Jolomo buys back own £200 painting... for £10k
‘Sentimental’ over 70s work
‘Proud to sell to real people’
IT was painted when he was still making ends meet working as a teacher and sold for just £200.
Now renowned Scottish artist John Lowrie Morrison has told how he paid £10,000 to buy back one of his own early works for its sentimental value.
He shelled out to purchase Archie the Jura, the portrait of a Highland ghillie which was sold at his first official exhibition in 1976.
The show was held at the Royal Glasgow Institute of the Fine Art’s Kelly Gallery when a then unknown Morrison was 28 and working in classrooms.
Morrison, better known as Jolomo, is today one of Scotland’s best-selling artists and his work is collected by celebrities including Madonna, Sting and chef Rick Stein.
But the Glasgow-born artist said he was desperate to retrieve the signature portrait from a collection of works on an elderly gamekeeper who lived near his studio in Tayvallich, Argyll.
In an interview with The Scots Magazine, he revealed: ‘It meant a lot to me, that painting, and I really wanted to buy it back.
‘Archie the Jura was a local character who lived in an old rundown croft a few miles out of Tayvallich village. He was in his nineties and was a former gamekeeper.
‘Nearly the whole exhibition was about Archie and his old croft, which I made drawings and paintings of, as well as of him. It surprised me, as I did not think folk would buy paintings of an old character and his old cottage, but the show of 40 works was a sell-out.’
The hugely successful Morrison also told the magazine he has had a collection of his unseen sketches and paintings valued at £1million by an auction house.
The 69-year-old said the lure of celebrity fans did not drive him and he was just as happy selling his paintings to ‘real people’.
He added: ‘I’m not too bothered with Madonna. I’ve heard she’s definitely bought two paintings but recently heard she also bought six more. She has a curator who gets in all the work she likes.
‘Gregor Fisher is also a big fan, he has a huge pile of them. I’ve met him a few times and he’s a lovely guy. But I am just as proud and happy to sell to real people with ordinary lives, like welders, nurses and teachers. Art can cross a lot of boundaries.’
After graduating from Glasgow School of Art, Morrison worked in education for 25 years, only taking up painting full-time in 1997.
As well as being one of Scotland’s most successful painters, he is probably the most prolific. He has been known to complete as many as four landscapes a day, six days a week.

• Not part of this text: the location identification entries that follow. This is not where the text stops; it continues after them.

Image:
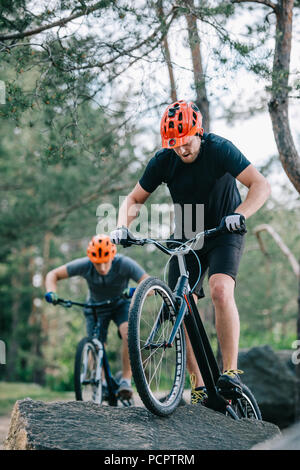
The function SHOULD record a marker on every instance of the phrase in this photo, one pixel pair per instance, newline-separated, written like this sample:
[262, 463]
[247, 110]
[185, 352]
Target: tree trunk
[166, 52]
[199, 78]
[298, 364]
[278, 105]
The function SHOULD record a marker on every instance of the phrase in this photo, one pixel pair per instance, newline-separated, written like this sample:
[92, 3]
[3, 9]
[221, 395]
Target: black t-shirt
[209, 180]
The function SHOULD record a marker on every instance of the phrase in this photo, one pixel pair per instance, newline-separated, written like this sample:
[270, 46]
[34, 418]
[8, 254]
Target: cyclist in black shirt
[200, 171]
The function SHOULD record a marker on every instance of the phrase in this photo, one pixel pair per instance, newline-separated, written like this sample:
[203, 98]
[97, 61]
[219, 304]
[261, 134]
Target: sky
[149, 79]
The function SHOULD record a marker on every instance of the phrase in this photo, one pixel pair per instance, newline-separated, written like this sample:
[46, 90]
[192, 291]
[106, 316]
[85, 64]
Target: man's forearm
[257, 195]
[51, 282]
[128, 211]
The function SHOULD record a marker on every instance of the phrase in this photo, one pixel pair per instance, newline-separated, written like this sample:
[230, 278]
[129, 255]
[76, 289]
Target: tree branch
[61, 22]
[267, 3]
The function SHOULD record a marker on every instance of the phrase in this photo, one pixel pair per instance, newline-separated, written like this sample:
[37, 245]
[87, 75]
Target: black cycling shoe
[198, 394]
[230, 380]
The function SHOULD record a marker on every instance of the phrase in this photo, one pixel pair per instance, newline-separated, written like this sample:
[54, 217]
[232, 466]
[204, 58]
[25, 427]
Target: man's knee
[221, 289]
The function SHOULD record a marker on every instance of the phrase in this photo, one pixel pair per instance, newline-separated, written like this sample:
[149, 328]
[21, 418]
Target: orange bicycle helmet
[101, 249]
[180, 120]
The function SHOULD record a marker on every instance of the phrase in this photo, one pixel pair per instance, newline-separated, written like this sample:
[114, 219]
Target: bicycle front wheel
[87, 382]
[158, 370]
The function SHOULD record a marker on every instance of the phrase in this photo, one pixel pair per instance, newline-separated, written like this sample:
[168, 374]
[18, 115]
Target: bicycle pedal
[234, 392]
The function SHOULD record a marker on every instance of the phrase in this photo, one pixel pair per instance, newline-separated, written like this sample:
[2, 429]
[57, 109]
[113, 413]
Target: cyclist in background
[201, 169]
[107, 275]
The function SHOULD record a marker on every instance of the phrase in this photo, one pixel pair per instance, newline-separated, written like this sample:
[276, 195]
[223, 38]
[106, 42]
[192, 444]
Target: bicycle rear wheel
[245, 405]
[158, 370]
[88, 387]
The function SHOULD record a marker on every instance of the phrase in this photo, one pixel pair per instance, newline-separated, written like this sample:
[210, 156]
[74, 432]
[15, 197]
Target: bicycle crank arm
[157, 345]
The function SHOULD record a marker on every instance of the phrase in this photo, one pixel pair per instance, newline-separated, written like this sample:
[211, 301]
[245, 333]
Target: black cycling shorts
[221, 255]
[118, 314]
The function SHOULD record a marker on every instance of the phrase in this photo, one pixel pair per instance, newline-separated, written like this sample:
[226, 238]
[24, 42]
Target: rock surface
[83, 425]
[272, 382]
[289, 440]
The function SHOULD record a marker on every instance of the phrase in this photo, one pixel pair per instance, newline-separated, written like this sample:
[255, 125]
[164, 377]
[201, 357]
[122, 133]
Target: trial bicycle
[91, 362]
[157, 341]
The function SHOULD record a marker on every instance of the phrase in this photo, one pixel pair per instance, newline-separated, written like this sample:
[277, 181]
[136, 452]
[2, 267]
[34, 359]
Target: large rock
[289, 440]
[272, 381]
[83, 425]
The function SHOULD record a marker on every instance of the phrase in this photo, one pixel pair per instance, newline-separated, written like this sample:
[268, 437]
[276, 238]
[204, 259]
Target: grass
[10, 392]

He said: ‘I’ve always worked really fast. It’s an expressive way of painting. They’re evocative of the mood of a place. If I slow down it doesn’t work.’
Every painting is meticulously researched and he has tens of thousands of photographs of landscapes and hundreds of guidebooks and maps.
He said: ‘I research the history, the folklore, the geology. I study before I paint, and I hope it comes through. I think people unconsciously pick up those vibes.’
He was awarded an OBE in 2011 and in November was presented with the Great London Scot Award for Lifetime Achievement.